Researchers from UCF’s Center for Research in Computer Vision (CRCV) had a strong showing at one of the top computer vision conferences in the world.

The annual Computer Vision and Pattern Recognition Conference (CVPR), which was held recently in New Orleans, is ranked as the fourth top publication venue among all sciences.

Mubarak Shah, UCF’s CRCV director and a Board of Trustees Chair Professor, organized the event as one of the conference’s general chairs.

Shah, along with three other CRCV faculty members, Department of Computer Science assistant professors Chen Chen and Yogesh Rawat, Department of Electrical and Computer Engineering Professor Nazanin Rahnavard, and 32 doctoral students and alumni, traveled more than 600 miles to experience the conference in person.

Matias Mendieta, one of Chen’s doctoral students, along with doctoral student Taojiannan Yang and researchers from Tulane University and the University of North Carolina at Charlotte, were finalists for the conference’s Best Paper Award.

Their paper ranked 33rd out of 8,161 entries from across the globe.

The paper, “Local Learning Matters: Rethinking Data Heterogeneity in Federated Learning,” is focused on providing insight for improving efficacy of federated learning, which is using collaborative machine learning while keeping new data local and private to a single device.
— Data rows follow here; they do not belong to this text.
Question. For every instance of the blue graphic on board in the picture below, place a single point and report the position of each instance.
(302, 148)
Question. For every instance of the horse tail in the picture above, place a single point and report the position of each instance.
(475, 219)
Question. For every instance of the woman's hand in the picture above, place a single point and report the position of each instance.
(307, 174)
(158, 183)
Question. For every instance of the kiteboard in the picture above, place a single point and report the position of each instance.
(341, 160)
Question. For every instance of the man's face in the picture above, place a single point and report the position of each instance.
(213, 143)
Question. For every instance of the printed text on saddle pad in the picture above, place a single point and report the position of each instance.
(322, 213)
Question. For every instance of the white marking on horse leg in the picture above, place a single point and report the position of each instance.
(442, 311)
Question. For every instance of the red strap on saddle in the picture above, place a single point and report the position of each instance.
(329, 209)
The goal is to facilitate the development of strong machine learning models that can be trained without requiring access to private data.
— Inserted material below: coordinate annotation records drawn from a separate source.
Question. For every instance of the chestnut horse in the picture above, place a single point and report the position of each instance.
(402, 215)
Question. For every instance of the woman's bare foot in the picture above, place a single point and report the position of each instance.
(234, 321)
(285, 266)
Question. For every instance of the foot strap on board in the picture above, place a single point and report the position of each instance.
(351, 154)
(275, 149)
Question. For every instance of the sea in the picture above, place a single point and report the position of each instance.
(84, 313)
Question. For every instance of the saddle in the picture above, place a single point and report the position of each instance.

Mendieta says this has impactful applications in various fields, such as medicine, where data often cannot be shared with other entities.

“Attending the oral presentations and poster sessions was insightful and inspiring,” Mendieta says. “I was grateful for the opportunity to present our work as an oral presentation during the conference.”
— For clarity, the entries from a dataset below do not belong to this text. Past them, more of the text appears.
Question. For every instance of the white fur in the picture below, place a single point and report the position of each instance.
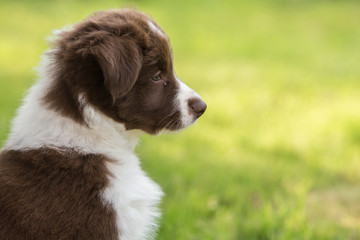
(133, 195)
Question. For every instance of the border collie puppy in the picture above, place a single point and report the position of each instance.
(68, 169)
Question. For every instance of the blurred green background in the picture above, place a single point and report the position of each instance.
(277, 154)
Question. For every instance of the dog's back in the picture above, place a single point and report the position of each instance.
(68, 169)
(47, 194)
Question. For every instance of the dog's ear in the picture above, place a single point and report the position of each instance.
(120, 61)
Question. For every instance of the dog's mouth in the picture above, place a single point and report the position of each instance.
(172, 122)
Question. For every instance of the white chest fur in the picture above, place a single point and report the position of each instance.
(134, 197)
(131, 193)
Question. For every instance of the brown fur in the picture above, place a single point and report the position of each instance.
(111, 58)
(53, 195)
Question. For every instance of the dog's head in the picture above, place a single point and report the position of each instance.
(120, 62)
Computer science doctoral student Akash Kumar attended and presented his poster at the conference. His work, “End-to-End Semi-Supervised Learning for Video Action Detection,” explores how researchers can approach a problem with fewer labels.

“Video-action detection is a difficult task since it requires a lot of annotated, labeled data, which is extremely expensive,” Kumar says. “My approach investigates how we can achieve the same performance level but with much less labeled data, especially, how we can utilize unlabeled data efficiently.”

In addition to experiencing high quality research and interacting with top researchers, students were able to speak with the numerous companies also in attendance. This was particularly important to Kumar, who plans to join industry after he graduates.

“I got to meet many professors who are experts in their respective research field, interacted with a lot of companies, and got to know what research industries are currently focused on and how they are tackling those problems in the real-world,” Kumar says. “It was nice to talk with senior Ph.D. students who can guide you how to do research and make consistent progress, since they are in the same boat as us. They helped me look at my research problem from a different perspective.”

CRCV group photo at CVPR
Attendees included, from bottom row (L to R): Sijie Zhu, Natnael Daba, Jyoti Kini, Rajat Modi, Akash Kumar, Matias Mendieta, Alec Kerrigan, Aisha Urooj, Swetha Sirnam, Parth Parag Kulkarni, Tushar Sangam, Adeel Yousaf, Aidean Sharghi, Mahdi M. Kalayeh, and Shervin Ardeshir. From top row (L to R): Jibanul Haque Jiban, James Beetham, Ishan Dave, Rohit Gupta, Moazam Soomro, Aakash Kumar, Mubarak Shah, Gonzalo Vaca, Khurram Soomro, Nasim Souly, Amir Mazaheri, Zacchaeus Scheffer, Arslan Basharat, Afshin Dehghan, Eyasu Semene Mequaanint, Leulseged Tesfaye Alemu, and Berkan Solmaz.

Alongside Shah, who acted as a General Co-Chair for the research conference, assistant professors Chen and Rawat both organized one-day interactive workshops.

Chen’s workshop, “Dynamic Neural Networks Meet Computer Vision,” brought together emerging research in the areas of dynamic deep neural networks optimization, predictive control, dynamic neuro-symbolic reasoning and computer vision in order to discuss open challenges and opportunities ahead.

Chen also was the lead organizer for “First International Workshop on Federated Learning for Computer Vision (FedVision),” a workshop on federated learning and how it can help keep information private.

Rawat organized a workshop titled “Robustness in Sequential Data.” Robustness is an important step toward developing reliable systems that can be deployed in the real world. This workshop encouraged researchers to explore robustness of models against real-world distribution shifts while operating on video and language based sequential data.

He was also a part of organizing the “Tiny Actions Challenge,” a focused task in a series of challenges that aims to recognize small, or tiny, actions in low-resolution videos that are not distinctly visible.

More than 5,500 people attended the conference in-person with another 2,000 joining virtually. It had been on a hiatus for three years thanks to the COVID-19 pandemic.

“We were not sure if we should do this in person or not, but finally decided to go ahead with an in-person conference,” Shah says. “It was a great success.”